Do you work a lot? Do you have an obsessive part to your personality?

Yes. I am OCD. Otis makes sure I have my cup of (3 minute brew) tea every morning. Followed by power smoothie and then my Kokako home espresso. I’m pretty wired most of the time. Thank god for Netflix! I’d like more time back to enjoy with friends and family…one day. 

What’s the secret to resilience?  

I’m actually super thin-skinned & cry a lot. People are a lot stronger than they think. I have amazing support from my husband, family & friends. That’s what gets you through the tough times & gives you the strength to carry on. And all our Lucky Taco Lovers! 

What have been some of the highlights of your career?

It’s not all about winning, but when you work super hard, it feels great when it’s recognised. So winning the award for the Lewisham ‘Outstanding street food’ when it was the first time the category was created last year was a buzz. Sharing the front page of the Herald with renown chefs such as Ben Bayley felt pretty spesh. And winning gold at the NYC hot sauce Expo for our Chipotle Hot Sauce. Unfortunately we weren’t in NYC. (Still never been) – but we watched live on YouTube and screamed and danced in our living room. More than anything – just receiving a nice note or gratitude from our customers – they’re the biggest highlights.

What do you think New Zealand is like for creativity? Is there something about ‘Kiwiness’ that helps or hinders?

Everything’s possible in NZ.

What would be the advice you’d give someone who wants to turn their creative passion into a full-time gig?

Peter Gordon told me before we started The Lucky Taco that if you make food your business – just be careful it doesn’t take the romanticism out of it for you. I totally know what he means by that now. But I still love to cook. It is my escapism. And how my creative juices flow. But sometimes, you’re just too buggered to be bothered after cooking for hundreds of people. If you do what you love – just hope it all falls into place. And don’t let too many people in. Stay the path.

What have been the biggest lessons you’ve learned?

As just mentioned above. Stay the path. We fell into the trap of being glamoured into a direction that didn’t work. It never felt right in my gut. And it didn’t work. We’re picking up the pieces of this failed venture currently. So yeah…you gotta take risks, but make sure you only let the right ones in. Would you sit and have a beer with them? That’s the litmus test right there. If people invest in you/your business – you’re stuck with them and they want returns.

Where to next? Do you have a goal you’re working towards?

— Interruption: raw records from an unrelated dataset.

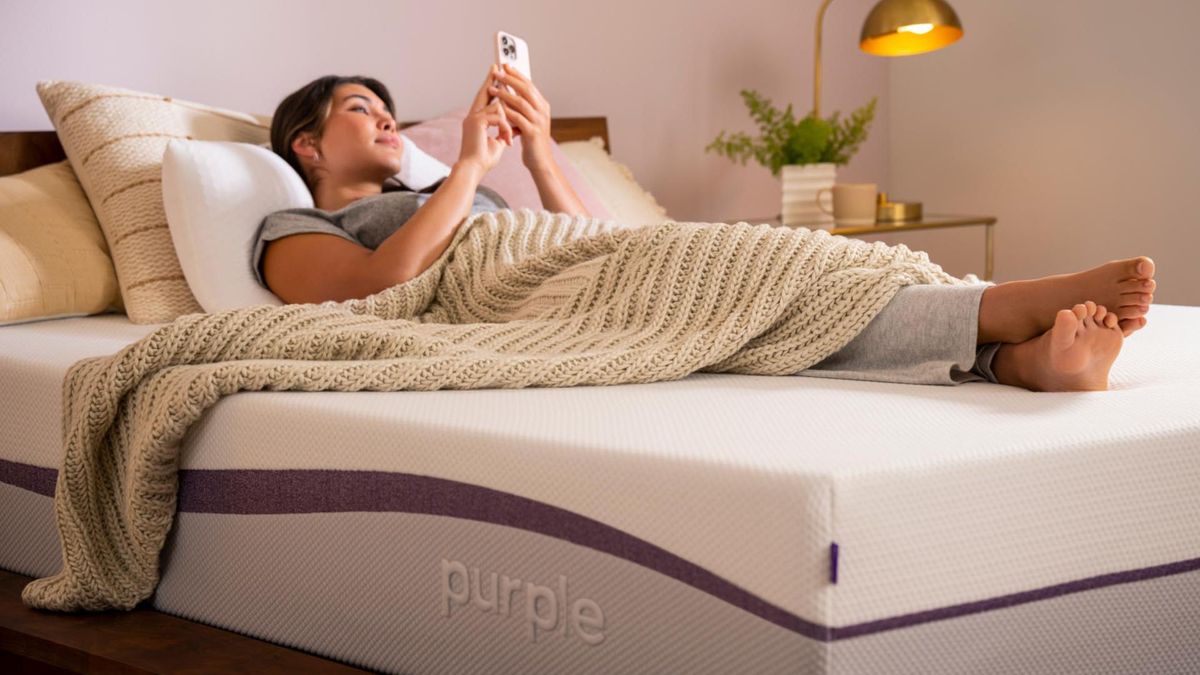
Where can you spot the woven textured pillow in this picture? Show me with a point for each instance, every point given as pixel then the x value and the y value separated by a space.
pixel 53 258
pixel 114 139
pixel 613 183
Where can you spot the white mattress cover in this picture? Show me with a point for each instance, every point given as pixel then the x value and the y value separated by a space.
pixel 935 495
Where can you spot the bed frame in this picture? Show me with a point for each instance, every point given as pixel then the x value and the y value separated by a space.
pixel 141 640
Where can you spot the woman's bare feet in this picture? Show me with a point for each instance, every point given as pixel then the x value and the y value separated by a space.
pixel 1074 356
pixel 1019 310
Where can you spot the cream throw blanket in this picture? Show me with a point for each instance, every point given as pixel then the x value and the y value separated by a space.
pixel 520 298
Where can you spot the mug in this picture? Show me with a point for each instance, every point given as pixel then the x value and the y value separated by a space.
pixel 853 203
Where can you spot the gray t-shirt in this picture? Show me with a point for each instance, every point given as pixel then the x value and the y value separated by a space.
pixel 367 221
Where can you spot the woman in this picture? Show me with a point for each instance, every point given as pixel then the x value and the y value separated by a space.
pixel 367 232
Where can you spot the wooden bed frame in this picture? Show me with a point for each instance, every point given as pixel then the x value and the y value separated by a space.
pixel 147 640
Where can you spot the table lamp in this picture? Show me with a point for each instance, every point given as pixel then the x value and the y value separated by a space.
pixel 895 28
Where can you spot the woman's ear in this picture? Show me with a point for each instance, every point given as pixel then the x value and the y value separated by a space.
pixel 305 147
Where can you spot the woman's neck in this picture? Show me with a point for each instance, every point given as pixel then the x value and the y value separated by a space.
pixel 333 196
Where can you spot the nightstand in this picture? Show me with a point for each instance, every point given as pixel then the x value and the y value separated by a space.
pixel 930 221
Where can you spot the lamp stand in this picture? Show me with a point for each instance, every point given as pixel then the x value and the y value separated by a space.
pixel 816 61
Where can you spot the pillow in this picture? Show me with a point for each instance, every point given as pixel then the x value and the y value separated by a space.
pixel 53 258
pixel 114 139
pixel 613 183
pixel 442 138
pixel 215 195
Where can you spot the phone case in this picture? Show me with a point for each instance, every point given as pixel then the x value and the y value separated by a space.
pixel 511 49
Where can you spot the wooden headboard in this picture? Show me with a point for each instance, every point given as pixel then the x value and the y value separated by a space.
pixel 22 150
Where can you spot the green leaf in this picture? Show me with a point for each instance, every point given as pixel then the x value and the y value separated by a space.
pixel 785 141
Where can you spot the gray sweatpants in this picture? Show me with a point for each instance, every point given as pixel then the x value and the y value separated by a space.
pixel 925 335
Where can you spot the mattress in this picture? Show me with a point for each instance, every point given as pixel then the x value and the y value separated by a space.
pixel 719 523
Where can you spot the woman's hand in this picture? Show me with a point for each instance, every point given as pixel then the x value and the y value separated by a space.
pixel 477 145
pixel 527 111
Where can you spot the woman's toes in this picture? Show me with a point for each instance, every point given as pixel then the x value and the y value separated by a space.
pixel 1145 267
pixel 1138 286
pixel 1062 335
pixel 1129 326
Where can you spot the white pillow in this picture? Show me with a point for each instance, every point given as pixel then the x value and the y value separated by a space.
pixel 216 193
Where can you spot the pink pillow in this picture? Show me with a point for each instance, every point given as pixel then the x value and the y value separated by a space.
pixel 442 137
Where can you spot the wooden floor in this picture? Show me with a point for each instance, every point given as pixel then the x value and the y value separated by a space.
pixel 142 640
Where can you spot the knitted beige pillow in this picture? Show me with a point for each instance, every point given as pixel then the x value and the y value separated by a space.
pixel 613 183
pixel 53 260
pixel 114 139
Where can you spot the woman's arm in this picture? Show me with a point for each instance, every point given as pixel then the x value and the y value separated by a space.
pixel 421 240
pixel 528 112
pixel 555 190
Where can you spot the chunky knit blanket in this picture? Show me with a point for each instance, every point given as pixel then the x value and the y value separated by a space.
pixel 520 298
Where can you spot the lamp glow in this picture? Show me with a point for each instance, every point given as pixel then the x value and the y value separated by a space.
pixel 894 28
pixel 898 28
pixel 917 29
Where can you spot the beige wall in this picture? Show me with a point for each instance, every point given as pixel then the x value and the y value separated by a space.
pixel 1077 123
pixel 666 73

I am always thinking about the ‘next thing’/creation/recipe/idea – but since we’ve just taken a considerable knock with the Lucky Street meal subscription model (and shut it down), we’re just picking up the pieces from that and stabilising ourselves with 150 percent total alignment with The Lucky Taco and working our butts off until the end of the year. Then we’re going to lie down for a week and think about our goals for 2018 over a margarita or two.